The integration of the visual with the semantic in hypertext poetry allows Rosenberg to create his own unique language of symbols in his poetry. Some of his works expose an interest in collage, and the presentation of layered language. In his "Interactive Works" Rosenberg places one word upon another word to illustrate the simultaneity of multiple, often contrasting, meanings emitted through language. These layered words also emerge, move, and disappear as time passes thereby placing each word in the text in a specific moment. His visual poems reveal an interest in the momentary, impressionistic qualities of language and meaning. These playful orchestrations of words in time and space emerge out of his attraction to the "structural relationships" between clusters of words placed on the page / screen. Similar to John Cage's experiments with "tone clusters" in music, Rosenberg delves into this unique symbolic concept through his own experiments with "word clusters" in poetry.
The interpenetration of one word-meaning as it merges with another word-meaning exposes the relational aspects of language and meaning. Rosenberg's focus on meaning as emergent from the structural relation between two separate entities is similar to the aesthetic theory of the Futurist's. The aesthetic philosophy of the Futurist movement borrowed a great deal from the work of Henri Bergson. In his 1910 text, Matter and Memory, Bergson asserted that an "object borrows its physical properties from the relations which it maintains with all others, and owes each of its determinations, and consequently its very existence, to the place which it occupies in the universe as a whole" (Rye 37). Like Bergson, the Futurist aesthetic judged the image of the isolated object an absurdity because objects in the world are necessarily interactive. It is out of this condition of relation that objects, words, colors, lines, textures... in essence symbols generate meaning.
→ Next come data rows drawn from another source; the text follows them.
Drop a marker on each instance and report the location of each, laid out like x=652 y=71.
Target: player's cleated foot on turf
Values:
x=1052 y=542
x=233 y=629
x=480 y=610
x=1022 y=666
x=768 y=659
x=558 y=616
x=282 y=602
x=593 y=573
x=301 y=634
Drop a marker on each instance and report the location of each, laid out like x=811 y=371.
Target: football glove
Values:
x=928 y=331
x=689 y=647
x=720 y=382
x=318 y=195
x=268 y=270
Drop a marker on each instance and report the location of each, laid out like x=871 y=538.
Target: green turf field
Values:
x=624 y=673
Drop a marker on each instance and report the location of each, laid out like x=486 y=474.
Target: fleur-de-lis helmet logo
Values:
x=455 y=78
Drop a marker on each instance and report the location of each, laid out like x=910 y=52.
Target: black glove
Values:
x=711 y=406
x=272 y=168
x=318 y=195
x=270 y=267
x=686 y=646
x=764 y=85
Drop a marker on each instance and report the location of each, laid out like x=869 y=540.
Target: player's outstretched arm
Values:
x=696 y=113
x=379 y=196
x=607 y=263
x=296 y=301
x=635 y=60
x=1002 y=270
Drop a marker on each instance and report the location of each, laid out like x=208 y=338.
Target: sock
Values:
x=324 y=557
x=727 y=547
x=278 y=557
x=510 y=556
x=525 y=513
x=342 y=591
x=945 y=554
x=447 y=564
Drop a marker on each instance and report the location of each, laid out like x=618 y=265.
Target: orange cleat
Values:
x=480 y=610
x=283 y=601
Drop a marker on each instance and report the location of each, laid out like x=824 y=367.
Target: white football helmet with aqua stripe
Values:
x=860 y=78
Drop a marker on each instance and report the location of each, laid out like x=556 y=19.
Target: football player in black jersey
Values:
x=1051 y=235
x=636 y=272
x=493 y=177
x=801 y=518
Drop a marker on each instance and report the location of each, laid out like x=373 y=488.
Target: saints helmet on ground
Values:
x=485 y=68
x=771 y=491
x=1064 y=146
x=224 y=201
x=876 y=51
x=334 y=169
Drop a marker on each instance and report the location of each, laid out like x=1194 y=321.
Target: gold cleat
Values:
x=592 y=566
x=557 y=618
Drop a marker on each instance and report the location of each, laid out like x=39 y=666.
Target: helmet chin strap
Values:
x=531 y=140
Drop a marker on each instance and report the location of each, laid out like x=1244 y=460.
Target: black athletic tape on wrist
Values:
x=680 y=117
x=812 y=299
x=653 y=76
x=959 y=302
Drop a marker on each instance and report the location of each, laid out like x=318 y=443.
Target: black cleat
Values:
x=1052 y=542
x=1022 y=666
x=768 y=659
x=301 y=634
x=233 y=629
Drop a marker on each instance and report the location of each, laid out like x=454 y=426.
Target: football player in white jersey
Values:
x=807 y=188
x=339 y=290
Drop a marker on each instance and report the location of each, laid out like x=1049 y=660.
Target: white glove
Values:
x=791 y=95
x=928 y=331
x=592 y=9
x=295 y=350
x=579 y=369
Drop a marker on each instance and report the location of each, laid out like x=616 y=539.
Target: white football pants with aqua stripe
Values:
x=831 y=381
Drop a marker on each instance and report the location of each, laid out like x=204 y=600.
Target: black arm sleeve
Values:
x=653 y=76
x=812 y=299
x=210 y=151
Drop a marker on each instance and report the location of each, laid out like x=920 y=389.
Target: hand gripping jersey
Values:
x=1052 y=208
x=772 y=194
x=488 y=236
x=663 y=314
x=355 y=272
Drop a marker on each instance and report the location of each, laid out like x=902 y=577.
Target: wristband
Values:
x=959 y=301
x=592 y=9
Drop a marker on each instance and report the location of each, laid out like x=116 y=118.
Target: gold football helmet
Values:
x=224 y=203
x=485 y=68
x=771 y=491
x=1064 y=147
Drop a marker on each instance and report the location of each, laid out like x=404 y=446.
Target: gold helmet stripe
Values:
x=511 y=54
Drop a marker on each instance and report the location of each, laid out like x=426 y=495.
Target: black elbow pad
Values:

Rosenberg's poems, from his linear works to his highly complex "Intergrams" and his "Diagrams Series 4", are experiments in the creation and use of symbols and their corresponding structural relationships. The style of his work depends upon the integration of the visual and the semantic. Through these experiments Rosenberg both realizes a new possibility for the art of hypertext poetry and opens up yet another pathway for artistic expansion.